Agree. I own Rolex and Omega watches, but keep coming back to Bell & Ross timepieces because I like the simplicity and uniqueness of the design. The golden heritage is a beautiful design and its well crafted. You're making a purchase for yourself, if you like the look after comparing to other alternatives, then you will enjoy wearing it. If you are focused on getting a brand with history, movement innovation and horology in general, then spend more time researching alternatives.


----------



## JonS1967

*Thinking about a Bell & Ross*

This article is interesting: https://api.watchville.co/v2/posts/24455/click

Here's a link to his first review of a beige 123. I think this says it all: http://timeandtidewatches.com/depth-bell-ross-vintage-br-123-original-beige/

Sent from my iPhone using Tapatalk


----------



## dragoon218

It's hip to be square

Sent from my SM-G920V using Tapatalk


----------



## Inater

I had this internal struggle with the Bell and Ross also. I have liked them for a long time and what kept me from buying them was learning about the ETA movement they use. I don't want to be that guy that says "it has to be in-house" but after talking to people and hearing that you're paying all that money just for the looks I passed and went for the new black bay. I'm huge into cars and the beautiful engines that are inside of them, so after hearing its like a bmw with a toyota engine it kinda put it on hold for me. There is nothing wrong with that and im sure one day I will get over it but just not right now. 

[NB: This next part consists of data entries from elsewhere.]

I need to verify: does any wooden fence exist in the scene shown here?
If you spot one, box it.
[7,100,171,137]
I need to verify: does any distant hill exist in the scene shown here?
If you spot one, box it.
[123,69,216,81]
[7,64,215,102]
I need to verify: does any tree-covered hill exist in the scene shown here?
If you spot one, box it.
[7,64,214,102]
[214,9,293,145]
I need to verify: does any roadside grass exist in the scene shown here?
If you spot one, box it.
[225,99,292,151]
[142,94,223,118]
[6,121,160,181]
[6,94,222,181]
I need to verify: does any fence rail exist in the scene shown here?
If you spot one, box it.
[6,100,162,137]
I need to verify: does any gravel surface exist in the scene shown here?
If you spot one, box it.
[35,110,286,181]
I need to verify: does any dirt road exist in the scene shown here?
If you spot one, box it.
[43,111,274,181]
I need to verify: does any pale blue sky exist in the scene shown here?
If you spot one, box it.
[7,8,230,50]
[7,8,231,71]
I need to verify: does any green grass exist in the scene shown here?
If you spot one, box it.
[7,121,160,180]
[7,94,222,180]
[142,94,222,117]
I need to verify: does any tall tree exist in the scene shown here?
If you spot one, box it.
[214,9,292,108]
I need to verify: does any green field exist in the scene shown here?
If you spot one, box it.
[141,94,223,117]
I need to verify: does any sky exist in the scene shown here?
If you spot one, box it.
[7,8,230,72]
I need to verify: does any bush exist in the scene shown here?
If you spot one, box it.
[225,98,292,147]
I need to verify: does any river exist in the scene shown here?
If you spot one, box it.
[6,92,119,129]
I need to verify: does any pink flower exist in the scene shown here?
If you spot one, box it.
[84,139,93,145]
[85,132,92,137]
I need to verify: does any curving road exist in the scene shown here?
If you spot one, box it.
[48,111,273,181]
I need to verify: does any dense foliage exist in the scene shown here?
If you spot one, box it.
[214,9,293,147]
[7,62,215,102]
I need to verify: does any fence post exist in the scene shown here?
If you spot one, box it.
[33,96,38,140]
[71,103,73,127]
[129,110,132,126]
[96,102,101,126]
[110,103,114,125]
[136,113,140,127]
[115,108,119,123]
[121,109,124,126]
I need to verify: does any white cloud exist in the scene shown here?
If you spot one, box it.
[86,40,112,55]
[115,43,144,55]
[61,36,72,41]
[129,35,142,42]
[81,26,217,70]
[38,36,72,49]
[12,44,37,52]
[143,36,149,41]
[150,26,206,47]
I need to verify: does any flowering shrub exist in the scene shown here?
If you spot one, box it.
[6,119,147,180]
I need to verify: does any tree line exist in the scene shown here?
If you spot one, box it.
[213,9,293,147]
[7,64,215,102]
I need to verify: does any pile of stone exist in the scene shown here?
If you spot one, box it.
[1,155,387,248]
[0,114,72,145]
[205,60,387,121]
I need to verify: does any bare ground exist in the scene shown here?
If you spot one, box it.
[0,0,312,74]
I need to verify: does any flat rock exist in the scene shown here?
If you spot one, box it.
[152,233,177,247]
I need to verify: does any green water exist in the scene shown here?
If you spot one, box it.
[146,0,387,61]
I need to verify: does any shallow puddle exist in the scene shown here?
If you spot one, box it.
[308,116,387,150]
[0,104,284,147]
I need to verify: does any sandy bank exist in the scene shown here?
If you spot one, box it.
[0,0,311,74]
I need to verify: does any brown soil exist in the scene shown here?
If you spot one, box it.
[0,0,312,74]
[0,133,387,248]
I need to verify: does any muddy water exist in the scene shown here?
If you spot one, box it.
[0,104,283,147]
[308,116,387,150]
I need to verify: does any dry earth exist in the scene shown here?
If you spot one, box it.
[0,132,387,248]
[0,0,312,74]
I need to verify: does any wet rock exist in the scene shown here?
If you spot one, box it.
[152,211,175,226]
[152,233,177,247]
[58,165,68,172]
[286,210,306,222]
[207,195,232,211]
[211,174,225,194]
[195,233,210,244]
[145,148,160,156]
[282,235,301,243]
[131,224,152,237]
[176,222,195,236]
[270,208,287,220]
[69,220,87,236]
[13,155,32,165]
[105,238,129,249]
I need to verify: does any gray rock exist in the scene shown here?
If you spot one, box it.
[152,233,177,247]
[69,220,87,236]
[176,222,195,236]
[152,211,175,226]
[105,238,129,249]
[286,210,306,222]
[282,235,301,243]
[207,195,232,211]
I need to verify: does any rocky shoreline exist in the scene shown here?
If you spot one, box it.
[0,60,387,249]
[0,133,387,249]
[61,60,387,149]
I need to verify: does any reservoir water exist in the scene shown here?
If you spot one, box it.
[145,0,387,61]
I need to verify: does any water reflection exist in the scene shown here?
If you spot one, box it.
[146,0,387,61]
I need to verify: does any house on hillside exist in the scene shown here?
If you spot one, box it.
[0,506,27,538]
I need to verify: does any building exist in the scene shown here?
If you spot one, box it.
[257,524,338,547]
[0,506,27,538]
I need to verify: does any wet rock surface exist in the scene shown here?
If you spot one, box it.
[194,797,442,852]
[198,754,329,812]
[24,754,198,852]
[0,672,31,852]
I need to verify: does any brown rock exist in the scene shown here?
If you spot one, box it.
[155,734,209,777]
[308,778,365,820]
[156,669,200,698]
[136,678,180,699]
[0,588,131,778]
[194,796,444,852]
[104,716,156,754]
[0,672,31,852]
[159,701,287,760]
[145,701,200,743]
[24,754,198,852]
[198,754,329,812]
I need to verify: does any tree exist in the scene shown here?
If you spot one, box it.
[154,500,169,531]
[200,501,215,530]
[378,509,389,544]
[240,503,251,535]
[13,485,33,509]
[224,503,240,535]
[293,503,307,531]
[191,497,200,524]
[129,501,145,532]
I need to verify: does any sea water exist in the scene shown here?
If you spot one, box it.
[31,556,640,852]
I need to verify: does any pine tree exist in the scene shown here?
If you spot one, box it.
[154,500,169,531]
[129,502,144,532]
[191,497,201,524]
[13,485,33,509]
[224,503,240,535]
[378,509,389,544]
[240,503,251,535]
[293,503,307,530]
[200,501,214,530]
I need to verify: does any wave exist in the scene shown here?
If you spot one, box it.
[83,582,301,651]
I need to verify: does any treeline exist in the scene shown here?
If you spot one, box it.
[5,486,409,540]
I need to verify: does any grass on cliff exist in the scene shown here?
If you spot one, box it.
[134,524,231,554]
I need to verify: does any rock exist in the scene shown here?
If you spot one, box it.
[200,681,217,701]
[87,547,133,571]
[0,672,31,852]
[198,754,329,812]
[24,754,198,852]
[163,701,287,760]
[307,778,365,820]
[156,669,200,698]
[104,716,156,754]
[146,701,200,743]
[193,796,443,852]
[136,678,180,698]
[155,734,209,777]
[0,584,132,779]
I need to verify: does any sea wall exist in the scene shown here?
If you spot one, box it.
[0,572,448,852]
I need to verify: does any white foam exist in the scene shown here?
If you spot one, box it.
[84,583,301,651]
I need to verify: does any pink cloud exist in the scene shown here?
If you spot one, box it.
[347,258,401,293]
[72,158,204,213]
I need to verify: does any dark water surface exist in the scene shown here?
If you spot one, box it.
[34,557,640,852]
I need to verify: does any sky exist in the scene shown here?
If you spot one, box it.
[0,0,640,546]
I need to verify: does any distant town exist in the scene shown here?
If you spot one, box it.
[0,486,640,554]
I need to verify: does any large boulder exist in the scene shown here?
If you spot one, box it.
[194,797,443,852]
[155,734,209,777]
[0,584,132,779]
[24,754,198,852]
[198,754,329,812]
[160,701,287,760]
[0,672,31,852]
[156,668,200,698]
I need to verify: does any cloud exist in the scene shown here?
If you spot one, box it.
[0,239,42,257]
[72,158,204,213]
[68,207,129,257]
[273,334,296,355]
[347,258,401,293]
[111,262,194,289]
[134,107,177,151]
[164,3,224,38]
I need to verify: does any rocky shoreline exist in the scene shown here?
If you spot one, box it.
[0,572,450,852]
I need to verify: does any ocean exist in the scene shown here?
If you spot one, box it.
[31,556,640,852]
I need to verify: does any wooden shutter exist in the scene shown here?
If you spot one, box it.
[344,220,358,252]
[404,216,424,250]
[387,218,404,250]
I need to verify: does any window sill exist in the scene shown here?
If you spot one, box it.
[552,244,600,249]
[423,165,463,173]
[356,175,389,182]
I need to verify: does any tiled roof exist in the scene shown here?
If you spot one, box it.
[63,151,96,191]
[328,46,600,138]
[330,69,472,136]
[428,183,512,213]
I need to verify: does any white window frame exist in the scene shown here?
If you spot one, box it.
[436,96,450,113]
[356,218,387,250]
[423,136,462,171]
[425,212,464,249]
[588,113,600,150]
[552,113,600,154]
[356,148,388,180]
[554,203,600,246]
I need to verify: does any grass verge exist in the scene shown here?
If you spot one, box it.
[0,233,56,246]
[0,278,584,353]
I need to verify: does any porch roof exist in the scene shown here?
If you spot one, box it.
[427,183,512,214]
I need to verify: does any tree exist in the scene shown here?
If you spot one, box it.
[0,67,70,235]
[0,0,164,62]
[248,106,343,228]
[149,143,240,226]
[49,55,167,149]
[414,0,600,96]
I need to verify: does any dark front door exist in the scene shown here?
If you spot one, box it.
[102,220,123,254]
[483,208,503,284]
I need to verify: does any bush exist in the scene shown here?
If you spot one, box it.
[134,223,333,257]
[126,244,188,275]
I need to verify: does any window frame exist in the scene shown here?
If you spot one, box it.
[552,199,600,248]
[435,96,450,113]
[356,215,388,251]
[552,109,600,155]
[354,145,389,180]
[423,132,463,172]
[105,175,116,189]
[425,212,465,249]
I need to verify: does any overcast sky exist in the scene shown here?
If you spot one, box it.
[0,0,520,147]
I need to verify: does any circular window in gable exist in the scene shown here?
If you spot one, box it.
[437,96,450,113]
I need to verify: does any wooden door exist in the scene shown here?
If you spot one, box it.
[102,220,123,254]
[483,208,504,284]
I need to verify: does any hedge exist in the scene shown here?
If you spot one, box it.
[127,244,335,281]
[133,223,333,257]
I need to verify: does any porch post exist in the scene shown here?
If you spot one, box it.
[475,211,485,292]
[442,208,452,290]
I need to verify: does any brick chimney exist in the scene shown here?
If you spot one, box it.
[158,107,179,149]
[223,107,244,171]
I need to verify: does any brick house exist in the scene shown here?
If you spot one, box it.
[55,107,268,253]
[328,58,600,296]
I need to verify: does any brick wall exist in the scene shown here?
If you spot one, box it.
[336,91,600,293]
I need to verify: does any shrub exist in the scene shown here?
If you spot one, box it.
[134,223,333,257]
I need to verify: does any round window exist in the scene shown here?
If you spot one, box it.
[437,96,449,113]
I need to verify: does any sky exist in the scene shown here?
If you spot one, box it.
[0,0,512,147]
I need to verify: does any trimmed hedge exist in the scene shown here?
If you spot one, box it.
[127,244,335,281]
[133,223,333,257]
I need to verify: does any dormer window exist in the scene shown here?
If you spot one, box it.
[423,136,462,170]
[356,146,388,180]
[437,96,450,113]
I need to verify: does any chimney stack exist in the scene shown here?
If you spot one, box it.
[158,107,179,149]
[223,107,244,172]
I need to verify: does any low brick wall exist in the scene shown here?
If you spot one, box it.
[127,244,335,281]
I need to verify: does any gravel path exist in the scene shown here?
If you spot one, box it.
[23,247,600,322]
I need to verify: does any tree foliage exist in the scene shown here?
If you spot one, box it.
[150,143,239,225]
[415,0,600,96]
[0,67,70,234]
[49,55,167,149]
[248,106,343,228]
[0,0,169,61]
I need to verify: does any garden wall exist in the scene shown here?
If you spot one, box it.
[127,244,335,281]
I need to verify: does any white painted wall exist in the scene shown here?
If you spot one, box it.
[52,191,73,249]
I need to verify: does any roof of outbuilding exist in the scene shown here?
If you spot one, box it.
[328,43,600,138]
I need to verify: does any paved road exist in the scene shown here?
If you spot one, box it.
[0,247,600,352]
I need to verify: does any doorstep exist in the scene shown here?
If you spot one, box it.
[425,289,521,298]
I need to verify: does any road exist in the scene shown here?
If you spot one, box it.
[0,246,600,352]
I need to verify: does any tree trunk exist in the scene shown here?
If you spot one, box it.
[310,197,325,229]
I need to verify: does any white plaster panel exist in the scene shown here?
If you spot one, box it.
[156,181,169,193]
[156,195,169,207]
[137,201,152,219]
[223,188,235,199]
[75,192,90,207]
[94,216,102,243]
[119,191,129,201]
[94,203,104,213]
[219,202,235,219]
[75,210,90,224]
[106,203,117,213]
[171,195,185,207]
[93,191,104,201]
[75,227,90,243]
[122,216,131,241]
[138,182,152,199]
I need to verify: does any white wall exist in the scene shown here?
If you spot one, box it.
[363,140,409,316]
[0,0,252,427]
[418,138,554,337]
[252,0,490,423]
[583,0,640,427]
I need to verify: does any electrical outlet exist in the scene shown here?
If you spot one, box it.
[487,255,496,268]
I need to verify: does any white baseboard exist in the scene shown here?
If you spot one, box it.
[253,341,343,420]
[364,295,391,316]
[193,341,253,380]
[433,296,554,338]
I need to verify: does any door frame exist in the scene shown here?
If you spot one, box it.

Now with that said I really love the br123 sport heritage and if I saw someone wearing one I would totally geek and ask them all about it.

Also not sure if you travel but I was just in London and with where the pound is at they are around 1k cheaper there.


----------



## publandlord

Inater said:


> I had this internal struggle with the Bell and Ross also. I have liked them for a long time and what kept me from buying them was learning about the ETA movement they use. I don't want to be that guy that says "it has to be in-house" but after talking to people and hearing that you're paying all that money just for the looks I passed and went for the new black bay. I'm huge into cars and the beautiful engines that are inside of them, so after hearing its like a bmw with a toyota engine it kinda put it on hold for me.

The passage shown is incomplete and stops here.